1) “THE INDIAN” Ute, Blackfeet, Salish, etc. These tribes knew their corner of the mountains better than even the most bioregionally savvy of us can dream of. The dust of their forbears swirled in the mountain winds. Borders were delineated by rivers and ranges rather than abstract lines of longitude and latitude. Their ancestors were birthed from an alpine lake or dark canyon at the beginning of time. Stories connected them intimately to fellow mountain creatures like the elk, the wolf, the grizzly, even the chickadees and wood ticks. They had no concept of vacationing in the tropics when winter got too harsh, or leaving the mountains and heading back east for grad school.

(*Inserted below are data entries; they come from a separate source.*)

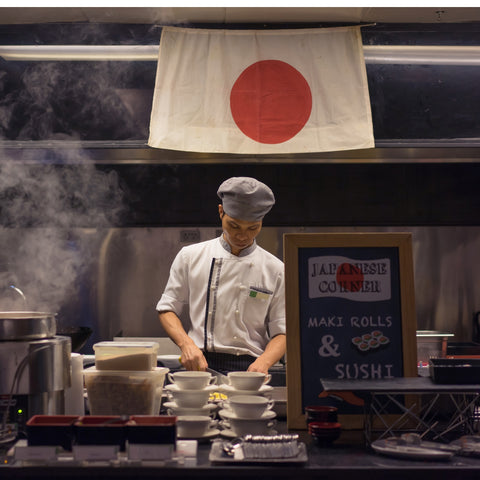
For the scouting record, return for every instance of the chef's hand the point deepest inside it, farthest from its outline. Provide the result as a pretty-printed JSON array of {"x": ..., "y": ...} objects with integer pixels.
[{"x": 192, "y": 358}]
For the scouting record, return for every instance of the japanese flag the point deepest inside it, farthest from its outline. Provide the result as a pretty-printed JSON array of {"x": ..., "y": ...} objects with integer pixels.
[{"x": 261, "y": 91}]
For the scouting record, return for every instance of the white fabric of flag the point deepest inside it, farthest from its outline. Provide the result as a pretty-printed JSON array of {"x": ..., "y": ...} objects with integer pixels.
[{"x": 261, "y": 91}]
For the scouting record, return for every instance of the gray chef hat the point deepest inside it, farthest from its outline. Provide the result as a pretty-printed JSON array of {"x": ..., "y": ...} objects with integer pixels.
[{"x": 246, "y": 198}]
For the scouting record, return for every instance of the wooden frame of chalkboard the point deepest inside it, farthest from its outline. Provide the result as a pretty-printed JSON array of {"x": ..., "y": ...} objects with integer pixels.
[{"x": 350, "y": 309}]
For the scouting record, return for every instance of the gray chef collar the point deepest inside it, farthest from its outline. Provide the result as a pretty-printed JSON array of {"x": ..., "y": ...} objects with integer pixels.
[{"x": 244, "y": 252}]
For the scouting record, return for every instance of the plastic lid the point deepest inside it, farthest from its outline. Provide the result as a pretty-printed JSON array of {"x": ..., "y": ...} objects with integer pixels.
[{"x": 153, "y": 345}]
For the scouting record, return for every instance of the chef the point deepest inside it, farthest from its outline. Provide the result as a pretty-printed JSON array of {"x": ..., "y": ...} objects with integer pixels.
[{"x": 234, "y": 289}]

For them, life WAS the mountains: heat from the wood, food from the animals, medicine from the plants, and water from the rivers.
No matter how deeply felt our connection to the mountains is, we will never know them in such an intimate way. For better and for worse, our thoughts wander too far and wide (if not very deep) and our bodies are too pampered by creature comforts to connect with the mountains on the utilitarian and mythological levels of pre-Columbian natives. These Indians were the only true mountain people to ever roam the Rockies, and at the risk of getting my teeth kicked in by the living, breathing Indians who still inhabit my adopted mountain town (definitely “mountain people”), I believe that such purely mountain-centric cultures no longer exist. Like bears sifting through the dumpsters behind Pizza Hut, all of us, white, Indian or otherwise, have tasted the forbidden fruit of rationalism, have watched a bit too much teevee, have succumbed to the machinery of civilization, and there ain’t no going back.
But there are some who can imagine. Herbalists, bow hunters, poets, artists, survivalists, a handful of acid casualties, and anyone who can sit quietly in the woods for hours at a time might subvert the chatter of our contemporary brainwaves and glimpse, if just for a moment, the true nature of mountains. This would make them “mountain people”, at least by our watered down modern standards.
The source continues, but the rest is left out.